一方で、新しい時代の足音も聞こえてきます。 新型となる8代目『レクサス ES』が、2026年6月頃に国内発売される予定です。この新型の最大の特徴は、全量全グレードで電動化されることです。

HEV(ハイブリッド)の「350h」に加え、BEV(バッテリーEV)の「350e」「500e」が設定されます。「350h」のWLTCモード燃費は25.4km/Lとなっています。

整備士目線で注目しているのは、この電動化への完全シフトです。最新の電動化車両は、動力源がeアクスル部の一体構造化へと進化するなど、システムが非常に複雑になっています。 ここからは現場としての所感ですが、私たち地域の整備工場としても、高電圧システムの取り扱いや最新の診断機への対応など、今後はより一層の設備投資と技術のアップデートが必須になっていると痛感させられます。ディーラー以外でもしっかり整備を受けられる体制づくりが急務だと考えています。

今後の車選びのポイント

もし現在5ナンバーサイズのセダンに乗っていて、次も同じくらいのサイズ感で新車を探したいという方は、なるべく早めにディーラーに相談し、在庫や最終生産枠の確認をされることをおすすめします。

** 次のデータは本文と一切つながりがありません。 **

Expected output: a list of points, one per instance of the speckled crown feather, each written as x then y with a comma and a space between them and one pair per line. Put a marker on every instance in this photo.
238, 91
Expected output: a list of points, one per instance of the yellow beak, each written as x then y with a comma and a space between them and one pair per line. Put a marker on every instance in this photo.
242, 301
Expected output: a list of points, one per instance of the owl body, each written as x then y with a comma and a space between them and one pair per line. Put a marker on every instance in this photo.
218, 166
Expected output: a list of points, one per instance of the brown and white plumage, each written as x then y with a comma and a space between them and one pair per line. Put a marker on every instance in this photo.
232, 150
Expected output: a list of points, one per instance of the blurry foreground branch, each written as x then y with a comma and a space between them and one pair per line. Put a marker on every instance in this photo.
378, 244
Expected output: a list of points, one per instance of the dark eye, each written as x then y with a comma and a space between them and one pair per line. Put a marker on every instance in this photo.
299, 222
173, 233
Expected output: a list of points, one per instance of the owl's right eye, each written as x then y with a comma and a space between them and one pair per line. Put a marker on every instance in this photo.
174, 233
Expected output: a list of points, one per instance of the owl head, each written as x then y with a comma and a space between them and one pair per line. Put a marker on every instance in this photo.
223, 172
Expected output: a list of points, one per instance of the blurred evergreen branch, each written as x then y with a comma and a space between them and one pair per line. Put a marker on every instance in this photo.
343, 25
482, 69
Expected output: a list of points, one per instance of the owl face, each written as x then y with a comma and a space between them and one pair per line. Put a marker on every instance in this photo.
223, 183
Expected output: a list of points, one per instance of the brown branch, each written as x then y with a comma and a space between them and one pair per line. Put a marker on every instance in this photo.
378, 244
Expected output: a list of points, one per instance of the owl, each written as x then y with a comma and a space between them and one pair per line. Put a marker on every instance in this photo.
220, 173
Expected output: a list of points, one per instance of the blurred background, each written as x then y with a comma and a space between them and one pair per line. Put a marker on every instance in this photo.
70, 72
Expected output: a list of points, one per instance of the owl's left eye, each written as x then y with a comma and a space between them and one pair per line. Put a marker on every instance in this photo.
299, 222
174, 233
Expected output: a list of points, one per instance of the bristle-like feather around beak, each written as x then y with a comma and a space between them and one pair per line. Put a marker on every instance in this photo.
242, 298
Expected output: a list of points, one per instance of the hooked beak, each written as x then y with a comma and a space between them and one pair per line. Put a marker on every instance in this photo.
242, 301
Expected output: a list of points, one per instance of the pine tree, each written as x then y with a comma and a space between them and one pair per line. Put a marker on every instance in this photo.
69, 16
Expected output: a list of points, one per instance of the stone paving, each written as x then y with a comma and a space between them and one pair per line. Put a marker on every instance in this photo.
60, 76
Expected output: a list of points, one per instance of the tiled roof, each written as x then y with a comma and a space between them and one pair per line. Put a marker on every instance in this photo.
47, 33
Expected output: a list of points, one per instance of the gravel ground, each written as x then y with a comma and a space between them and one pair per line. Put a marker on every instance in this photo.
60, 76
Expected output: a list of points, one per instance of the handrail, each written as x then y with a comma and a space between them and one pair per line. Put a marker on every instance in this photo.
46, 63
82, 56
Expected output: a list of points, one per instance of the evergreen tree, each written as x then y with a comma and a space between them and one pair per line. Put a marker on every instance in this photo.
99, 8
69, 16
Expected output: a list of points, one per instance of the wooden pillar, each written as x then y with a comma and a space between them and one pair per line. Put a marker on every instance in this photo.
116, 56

また、最新のハイブリッドやBEVなどの電動化セダンを検討される際は、ご自宅の充電設備の確保はもちろんですが、かかりつけの地域の整備工場が最新の電子制御や特定整備に対応しているかを事前に確認しておくと安心です。

まとめ

カローラアクシオの生産終了により、日本の生活に寄り添ってきた5ナンバーセダンの時代が一つ終わりを告げようとしています。一方で、レクサスESのように高度に電動化された新しいセダンが登場し、クルマの進化は止まりません。 車が大きく変わっていく過渡期ですが、私たち整備士も技術を磨き、お客様の安心安全なカーライフをしっかりサポートしていきたいと思います。